Latest reinsurance renewal commentary from Guy Carpenter
Guy Carpenter explained that the property catastrophe reinsurance market saw some “significant” price adjustments for loss-impacted programs in peak zones, whereas loss-free accounts in other geographies actually trended flat to down.
With this Index weighted towards peak zone regional perils at the January renewals, the slight rise seems to have been driven more by the loss impacted accounts, than the market as a whole and certainly does away with the idea that the market is broadly harder after this renewal.
The broker said that the renewal was shaped by deteriorating loss experience, a lack of new capital inflows and also increasingly challenged primary insurance and retrocession markets.

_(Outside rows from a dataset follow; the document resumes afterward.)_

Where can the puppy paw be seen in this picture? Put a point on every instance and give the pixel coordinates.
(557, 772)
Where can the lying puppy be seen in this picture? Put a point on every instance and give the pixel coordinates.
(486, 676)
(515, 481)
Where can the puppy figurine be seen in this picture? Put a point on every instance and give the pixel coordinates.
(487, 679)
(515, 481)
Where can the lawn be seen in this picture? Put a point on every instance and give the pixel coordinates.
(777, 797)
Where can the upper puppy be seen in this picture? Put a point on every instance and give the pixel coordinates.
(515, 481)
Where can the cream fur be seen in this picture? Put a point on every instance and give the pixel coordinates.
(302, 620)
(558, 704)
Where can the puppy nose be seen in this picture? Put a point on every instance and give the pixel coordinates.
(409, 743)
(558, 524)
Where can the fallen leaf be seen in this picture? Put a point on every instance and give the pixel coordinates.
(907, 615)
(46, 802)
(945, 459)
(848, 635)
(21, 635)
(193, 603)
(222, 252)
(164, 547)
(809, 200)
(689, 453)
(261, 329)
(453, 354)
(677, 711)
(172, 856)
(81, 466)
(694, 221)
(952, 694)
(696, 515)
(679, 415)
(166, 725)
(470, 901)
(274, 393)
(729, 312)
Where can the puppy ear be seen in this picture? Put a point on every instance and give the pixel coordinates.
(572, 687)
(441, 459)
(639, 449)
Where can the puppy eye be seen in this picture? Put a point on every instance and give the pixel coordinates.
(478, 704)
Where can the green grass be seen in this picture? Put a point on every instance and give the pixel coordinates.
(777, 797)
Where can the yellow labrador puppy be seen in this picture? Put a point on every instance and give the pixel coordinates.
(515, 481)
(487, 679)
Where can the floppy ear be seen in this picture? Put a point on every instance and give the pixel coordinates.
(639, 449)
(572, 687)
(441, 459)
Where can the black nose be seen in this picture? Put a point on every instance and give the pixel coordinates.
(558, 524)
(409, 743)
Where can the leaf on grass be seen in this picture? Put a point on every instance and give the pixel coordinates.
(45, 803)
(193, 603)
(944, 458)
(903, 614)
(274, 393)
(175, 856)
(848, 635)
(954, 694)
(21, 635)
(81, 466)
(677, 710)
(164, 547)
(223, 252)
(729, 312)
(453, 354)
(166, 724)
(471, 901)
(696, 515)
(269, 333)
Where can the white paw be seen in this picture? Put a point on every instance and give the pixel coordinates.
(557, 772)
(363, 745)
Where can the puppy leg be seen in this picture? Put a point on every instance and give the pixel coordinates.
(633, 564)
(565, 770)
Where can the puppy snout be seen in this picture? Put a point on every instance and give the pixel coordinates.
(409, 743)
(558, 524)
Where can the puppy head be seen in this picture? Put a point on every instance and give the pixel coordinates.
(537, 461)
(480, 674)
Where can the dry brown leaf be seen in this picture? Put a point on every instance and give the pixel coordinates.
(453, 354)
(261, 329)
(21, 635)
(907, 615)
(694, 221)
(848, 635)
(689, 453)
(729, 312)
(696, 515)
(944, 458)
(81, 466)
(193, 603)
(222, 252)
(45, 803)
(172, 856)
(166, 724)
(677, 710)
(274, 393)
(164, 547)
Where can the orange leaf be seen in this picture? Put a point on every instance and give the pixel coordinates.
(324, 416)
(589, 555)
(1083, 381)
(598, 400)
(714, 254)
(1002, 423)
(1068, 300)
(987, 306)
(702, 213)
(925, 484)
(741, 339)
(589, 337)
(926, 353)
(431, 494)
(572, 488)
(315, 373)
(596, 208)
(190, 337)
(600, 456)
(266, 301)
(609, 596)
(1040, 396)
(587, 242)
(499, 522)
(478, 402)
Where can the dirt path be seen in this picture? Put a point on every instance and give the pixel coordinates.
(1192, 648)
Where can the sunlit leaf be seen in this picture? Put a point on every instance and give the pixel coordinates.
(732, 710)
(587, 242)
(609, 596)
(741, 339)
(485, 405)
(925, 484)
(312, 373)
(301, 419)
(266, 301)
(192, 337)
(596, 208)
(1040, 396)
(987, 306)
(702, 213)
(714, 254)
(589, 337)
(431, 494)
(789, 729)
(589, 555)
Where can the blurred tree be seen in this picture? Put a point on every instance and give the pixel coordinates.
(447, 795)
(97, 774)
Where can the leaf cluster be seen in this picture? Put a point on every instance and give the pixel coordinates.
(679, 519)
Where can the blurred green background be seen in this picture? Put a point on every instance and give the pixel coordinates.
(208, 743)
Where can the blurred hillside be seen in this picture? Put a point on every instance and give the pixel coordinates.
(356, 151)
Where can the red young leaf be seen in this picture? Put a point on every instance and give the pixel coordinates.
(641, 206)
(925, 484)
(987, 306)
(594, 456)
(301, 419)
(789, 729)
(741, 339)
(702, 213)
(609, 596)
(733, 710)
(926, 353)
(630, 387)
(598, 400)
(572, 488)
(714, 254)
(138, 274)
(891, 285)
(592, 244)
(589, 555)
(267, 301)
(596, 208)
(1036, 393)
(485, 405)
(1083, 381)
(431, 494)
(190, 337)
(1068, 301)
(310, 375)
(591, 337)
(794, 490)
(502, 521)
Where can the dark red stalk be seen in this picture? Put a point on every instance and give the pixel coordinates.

While reinsurance supply was seen as in the main sufficient to meet increasing demand, apart from in some of the most constrained areas of the market, Guy Carpenter said that renewal outcomes have varied significantly by geography, line of business and cedent, with their performance one of the key differentiators.
Losses and the changing view of risk has been a particular driver for this renewal, the broker said, with reassessments of risk resulting in some drawbacks of capacity after derisking exercises or complete withdrawals of capacity.
Guy Carpenter calls the January 2020 renewal market “asymmetrical”, as certain classes whose performance remained positive and profitable often resulted in flat renewals, or in some cases a modest rate decrease.
Conversely, the areas of the market that have been more strained saw market corrections, some significant.
The most pronounced reinsurance rate increases were locally felt in specific regions or markets, Guy Carpenter explained, driven mainly by successive years of losses, deterioration in performance and changing perceptions of risk.
* Preliminary numbers.
- View the Guy Carpenter Global Property Catastrophe Rate-On-Line Index.
- View the Guy Carpenter U.S. Property Catastrophe Rate-On-Line Index.
The Guy Carpenter ROL index is a measure of the change in dollars paid for coverage year on year on a consistent program base. The index reflects the pricing impact of a growing (or shrinking) exposure base, evolving methods of measuring risk and changes in buying habits, as well as changes in market conditions. Unlike risk-adjusted measurements, the index is not dependent on the model or method used to measure the amount of perceived risk in a program, which can vary widely.